I train this in the following manner:

1) I find a place with a clear "path" between trees, that's 75 - 100 meters long and two or three meters wide. The dog is with me at heel at the begining of this "hallway". The decoy appears at the end (100 mts away), I send the dog, the decoy disappears, I call the dog back at about 10 mts, and lightly correct him back to me.

2) I use a longer line (in the same place), and now I enlist the help of friends and a tennis net at the end of the path, before getting to the decoy. If the dog does not recall, the net comes up near-"ish" the decoy. Then I do stuff to proof when the net is no longer there.

...but y'all get the gist of what I do.

I would appreciate critique and/or suggestions for the "teaching" phase.
Teaching phase: OK, then, I don't have a barrier (net). And I never call a dog who might refuse AND can't be reeled in.
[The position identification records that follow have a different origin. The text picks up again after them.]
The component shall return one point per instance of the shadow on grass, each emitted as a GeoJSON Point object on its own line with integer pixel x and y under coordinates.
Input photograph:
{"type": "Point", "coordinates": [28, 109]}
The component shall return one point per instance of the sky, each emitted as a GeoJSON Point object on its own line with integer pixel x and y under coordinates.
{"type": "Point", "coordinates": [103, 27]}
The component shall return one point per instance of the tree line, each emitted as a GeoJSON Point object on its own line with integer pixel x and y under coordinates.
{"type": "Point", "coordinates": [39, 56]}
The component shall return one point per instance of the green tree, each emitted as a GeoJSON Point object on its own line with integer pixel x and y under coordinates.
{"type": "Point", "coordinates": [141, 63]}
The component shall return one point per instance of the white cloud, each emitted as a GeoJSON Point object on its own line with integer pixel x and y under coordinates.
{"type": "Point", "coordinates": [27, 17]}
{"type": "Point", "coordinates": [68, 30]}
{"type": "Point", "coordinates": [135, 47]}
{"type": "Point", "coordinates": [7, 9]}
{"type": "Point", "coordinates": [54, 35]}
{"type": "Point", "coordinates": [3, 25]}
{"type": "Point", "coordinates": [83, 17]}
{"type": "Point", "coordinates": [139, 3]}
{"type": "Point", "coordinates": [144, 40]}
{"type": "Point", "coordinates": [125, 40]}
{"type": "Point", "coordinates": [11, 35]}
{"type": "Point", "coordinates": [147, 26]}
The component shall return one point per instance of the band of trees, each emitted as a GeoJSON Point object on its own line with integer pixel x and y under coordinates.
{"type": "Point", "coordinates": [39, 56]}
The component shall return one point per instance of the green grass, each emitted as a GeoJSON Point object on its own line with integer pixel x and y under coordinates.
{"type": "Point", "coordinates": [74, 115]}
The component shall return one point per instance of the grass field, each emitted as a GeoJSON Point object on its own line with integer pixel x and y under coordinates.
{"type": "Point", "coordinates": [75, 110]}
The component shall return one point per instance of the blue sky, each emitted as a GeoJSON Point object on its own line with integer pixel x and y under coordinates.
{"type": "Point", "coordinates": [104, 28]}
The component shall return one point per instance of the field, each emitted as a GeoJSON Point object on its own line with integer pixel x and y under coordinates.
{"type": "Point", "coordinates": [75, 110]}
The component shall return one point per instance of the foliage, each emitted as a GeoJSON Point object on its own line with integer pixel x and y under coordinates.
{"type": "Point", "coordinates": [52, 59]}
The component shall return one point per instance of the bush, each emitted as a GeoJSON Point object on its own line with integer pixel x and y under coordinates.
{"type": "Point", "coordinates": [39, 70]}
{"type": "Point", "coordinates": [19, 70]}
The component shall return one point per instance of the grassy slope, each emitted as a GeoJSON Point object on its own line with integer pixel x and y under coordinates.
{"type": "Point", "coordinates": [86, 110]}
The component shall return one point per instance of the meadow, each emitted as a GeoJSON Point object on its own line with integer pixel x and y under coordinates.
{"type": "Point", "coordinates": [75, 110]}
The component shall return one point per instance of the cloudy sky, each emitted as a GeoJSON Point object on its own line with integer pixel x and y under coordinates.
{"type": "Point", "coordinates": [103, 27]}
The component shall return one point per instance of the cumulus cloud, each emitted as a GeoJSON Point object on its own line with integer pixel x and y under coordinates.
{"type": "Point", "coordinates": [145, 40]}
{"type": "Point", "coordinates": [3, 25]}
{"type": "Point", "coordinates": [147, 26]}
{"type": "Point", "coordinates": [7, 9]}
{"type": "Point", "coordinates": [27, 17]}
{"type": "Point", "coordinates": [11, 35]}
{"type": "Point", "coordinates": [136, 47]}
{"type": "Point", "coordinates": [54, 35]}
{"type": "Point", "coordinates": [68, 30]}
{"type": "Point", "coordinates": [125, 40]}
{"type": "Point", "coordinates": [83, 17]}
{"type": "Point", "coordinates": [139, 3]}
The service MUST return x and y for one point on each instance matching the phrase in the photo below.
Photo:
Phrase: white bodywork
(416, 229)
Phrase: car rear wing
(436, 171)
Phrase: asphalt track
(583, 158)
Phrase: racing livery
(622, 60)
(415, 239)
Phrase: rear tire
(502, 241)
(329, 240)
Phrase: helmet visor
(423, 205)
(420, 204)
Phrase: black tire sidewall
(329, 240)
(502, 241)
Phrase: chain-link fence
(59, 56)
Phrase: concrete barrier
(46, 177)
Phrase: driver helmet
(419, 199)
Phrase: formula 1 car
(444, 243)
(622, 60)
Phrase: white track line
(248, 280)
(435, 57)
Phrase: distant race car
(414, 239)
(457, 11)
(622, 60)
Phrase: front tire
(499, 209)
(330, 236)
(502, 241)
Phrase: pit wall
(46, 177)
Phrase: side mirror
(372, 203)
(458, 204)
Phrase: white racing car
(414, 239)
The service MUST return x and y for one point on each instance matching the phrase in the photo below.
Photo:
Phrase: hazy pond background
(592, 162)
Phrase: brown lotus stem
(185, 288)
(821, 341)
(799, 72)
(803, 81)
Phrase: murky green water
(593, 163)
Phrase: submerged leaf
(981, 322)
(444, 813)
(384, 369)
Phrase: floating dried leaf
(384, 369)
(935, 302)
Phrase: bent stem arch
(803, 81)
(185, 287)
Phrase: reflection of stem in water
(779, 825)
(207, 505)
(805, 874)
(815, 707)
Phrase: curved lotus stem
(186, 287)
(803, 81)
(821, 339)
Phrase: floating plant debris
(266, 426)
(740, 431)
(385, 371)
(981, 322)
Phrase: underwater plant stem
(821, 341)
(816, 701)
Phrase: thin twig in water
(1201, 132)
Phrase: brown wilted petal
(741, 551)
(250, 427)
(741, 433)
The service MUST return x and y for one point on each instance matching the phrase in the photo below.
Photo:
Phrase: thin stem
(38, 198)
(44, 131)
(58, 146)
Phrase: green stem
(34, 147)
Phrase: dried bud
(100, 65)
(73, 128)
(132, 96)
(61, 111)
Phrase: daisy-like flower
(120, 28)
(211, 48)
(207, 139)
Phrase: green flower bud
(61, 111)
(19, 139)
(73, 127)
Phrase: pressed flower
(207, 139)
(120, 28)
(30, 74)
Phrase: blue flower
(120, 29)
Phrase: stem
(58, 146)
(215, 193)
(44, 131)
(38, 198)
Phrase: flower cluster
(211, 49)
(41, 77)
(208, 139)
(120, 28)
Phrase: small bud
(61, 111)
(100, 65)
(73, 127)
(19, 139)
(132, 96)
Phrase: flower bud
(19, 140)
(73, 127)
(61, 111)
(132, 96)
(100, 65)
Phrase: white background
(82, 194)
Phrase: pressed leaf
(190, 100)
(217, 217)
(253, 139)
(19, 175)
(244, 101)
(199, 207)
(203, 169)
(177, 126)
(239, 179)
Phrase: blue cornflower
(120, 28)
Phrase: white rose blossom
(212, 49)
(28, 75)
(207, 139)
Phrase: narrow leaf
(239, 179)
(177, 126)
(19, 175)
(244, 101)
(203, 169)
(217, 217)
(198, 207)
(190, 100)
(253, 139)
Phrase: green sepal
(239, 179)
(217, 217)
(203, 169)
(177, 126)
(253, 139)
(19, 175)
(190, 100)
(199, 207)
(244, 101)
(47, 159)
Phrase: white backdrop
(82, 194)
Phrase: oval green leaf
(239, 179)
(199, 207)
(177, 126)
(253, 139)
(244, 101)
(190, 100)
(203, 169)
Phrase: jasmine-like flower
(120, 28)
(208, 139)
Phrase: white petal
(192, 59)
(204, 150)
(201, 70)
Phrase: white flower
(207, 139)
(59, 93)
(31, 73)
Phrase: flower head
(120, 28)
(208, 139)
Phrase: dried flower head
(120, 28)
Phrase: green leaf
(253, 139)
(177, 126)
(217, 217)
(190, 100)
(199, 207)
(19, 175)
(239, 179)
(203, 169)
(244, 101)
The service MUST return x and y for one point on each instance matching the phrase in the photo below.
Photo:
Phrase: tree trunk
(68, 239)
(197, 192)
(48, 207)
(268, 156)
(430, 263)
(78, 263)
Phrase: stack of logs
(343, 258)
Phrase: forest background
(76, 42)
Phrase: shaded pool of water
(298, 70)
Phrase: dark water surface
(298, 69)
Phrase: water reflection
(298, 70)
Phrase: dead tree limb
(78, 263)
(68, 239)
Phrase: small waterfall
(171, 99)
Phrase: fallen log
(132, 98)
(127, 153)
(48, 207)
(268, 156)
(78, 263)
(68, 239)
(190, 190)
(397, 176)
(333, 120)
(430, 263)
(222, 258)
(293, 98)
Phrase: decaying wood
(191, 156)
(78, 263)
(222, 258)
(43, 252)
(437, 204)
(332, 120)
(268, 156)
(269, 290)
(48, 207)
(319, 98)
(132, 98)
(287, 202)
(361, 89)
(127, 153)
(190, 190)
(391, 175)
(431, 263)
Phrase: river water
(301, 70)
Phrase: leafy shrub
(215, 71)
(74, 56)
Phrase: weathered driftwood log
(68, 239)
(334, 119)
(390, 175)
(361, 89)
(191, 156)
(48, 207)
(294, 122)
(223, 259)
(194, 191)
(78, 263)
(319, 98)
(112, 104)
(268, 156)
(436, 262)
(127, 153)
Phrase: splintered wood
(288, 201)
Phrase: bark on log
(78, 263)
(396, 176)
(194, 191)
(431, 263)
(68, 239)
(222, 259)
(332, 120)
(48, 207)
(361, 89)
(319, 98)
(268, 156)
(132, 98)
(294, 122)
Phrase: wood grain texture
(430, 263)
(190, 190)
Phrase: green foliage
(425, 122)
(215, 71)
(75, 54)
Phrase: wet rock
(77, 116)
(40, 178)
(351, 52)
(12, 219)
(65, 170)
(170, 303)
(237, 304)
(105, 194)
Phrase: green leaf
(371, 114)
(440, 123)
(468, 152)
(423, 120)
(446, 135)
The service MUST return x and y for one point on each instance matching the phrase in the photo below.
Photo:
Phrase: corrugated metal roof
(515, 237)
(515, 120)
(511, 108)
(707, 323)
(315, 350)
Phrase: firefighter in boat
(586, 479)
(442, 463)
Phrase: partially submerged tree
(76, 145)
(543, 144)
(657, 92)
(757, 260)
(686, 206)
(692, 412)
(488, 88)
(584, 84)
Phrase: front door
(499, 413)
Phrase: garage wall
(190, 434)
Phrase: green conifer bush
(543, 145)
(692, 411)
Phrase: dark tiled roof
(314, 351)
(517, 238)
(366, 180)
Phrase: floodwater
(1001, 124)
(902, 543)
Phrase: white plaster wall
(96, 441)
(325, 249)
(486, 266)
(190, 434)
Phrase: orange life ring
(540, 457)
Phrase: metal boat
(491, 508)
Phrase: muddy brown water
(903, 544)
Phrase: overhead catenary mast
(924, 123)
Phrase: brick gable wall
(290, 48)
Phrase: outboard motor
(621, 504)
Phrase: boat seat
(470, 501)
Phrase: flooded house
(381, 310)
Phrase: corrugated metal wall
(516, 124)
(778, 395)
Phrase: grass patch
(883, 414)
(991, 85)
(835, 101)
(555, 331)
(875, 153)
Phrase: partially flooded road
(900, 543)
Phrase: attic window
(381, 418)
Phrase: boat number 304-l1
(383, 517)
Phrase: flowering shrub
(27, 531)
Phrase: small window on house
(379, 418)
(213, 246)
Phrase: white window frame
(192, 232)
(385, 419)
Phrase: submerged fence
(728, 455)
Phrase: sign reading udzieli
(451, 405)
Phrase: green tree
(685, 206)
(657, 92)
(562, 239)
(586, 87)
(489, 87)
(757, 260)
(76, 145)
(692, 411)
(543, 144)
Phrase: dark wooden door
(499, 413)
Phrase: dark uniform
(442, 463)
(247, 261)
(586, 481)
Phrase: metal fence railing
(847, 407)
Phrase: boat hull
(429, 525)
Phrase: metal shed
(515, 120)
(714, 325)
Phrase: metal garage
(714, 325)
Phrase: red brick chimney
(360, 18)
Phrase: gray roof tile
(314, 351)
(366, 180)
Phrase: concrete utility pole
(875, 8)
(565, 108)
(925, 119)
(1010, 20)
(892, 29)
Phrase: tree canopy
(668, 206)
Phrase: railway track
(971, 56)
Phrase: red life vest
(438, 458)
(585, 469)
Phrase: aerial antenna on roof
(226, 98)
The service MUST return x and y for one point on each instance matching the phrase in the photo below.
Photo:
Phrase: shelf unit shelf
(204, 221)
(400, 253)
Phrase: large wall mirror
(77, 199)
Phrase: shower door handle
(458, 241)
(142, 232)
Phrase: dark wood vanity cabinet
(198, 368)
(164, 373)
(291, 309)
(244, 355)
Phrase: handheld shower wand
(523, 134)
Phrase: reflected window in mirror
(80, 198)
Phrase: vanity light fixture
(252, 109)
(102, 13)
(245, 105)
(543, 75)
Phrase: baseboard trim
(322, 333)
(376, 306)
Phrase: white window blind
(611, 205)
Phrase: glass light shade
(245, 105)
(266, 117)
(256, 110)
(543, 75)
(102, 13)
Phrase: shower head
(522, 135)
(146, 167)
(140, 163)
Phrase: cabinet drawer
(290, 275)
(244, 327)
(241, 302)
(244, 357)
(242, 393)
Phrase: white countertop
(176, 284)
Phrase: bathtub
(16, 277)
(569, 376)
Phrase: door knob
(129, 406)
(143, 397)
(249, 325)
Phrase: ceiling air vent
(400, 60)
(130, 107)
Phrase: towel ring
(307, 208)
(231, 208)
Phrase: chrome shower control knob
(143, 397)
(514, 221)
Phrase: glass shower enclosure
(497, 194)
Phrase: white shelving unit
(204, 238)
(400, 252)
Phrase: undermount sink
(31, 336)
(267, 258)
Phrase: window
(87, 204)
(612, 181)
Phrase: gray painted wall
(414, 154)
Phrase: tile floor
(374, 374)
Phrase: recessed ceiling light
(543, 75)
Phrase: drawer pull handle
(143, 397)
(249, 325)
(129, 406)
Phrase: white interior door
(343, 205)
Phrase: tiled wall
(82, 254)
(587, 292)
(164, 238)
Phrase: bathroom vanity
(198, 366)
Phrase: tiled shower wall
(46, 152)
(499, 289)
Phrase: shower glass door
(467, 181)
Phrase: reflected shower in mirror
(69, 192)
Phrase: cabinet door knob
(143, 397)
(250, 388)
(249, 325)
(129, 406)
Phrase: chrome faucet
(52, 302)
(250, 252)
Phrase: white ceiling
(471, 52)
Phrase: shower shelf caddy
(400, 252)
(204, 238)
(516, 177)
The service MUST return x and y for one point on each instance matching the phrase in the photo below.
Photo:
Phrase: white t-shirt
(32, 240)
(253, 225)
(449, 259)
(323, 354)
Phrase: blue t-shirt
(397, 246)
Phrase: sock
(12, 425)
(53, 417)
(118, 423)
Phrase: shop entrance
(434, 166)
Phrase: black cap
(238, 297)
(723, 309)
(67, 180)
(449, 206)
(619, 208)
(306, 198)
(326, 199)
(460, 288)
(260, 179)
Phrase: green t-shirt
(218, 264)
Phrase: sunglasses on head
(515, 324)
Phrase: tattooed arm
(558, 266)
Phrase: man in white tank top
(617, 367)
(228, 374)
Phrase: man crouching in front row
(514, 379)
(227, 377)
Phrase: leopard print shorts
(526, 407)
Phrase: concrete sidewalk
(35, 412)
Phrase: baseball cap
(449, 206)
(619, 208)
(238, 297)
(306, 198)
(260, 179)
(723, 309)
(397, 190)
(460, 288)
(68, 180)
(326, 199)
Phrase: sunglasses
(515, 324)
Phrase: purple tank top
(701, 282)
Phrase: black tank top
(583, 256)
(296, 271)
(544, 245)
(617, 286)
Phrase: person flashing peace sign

Pre-Step -1: I don't call the dog for any discipline or anything bad, like medicine. I do call the dog when anything good is going to happen (walk, car, play, food). "Come" means good stuff. It doesn't mean the end of play.

Step 1: I start with the dog very close and no distractions except for me, the treat-praise machine. The treat-praise machine makes coming very attractive. I don't correct for hesitation (because I don't want coming to me to be associated with a bad thing). If he doesn't come, I reel him in. No praise and no correction. If I have to go get him (he just looks at me, say), again no praise or correction.

Step 2: I don't repeat the command. If the dog doesn't come on first command, he's reeled in. If by chance he can't be reeled in (not a good situation until recall is perfect) and doesn't come, I go get him immediately. No correction and no reward.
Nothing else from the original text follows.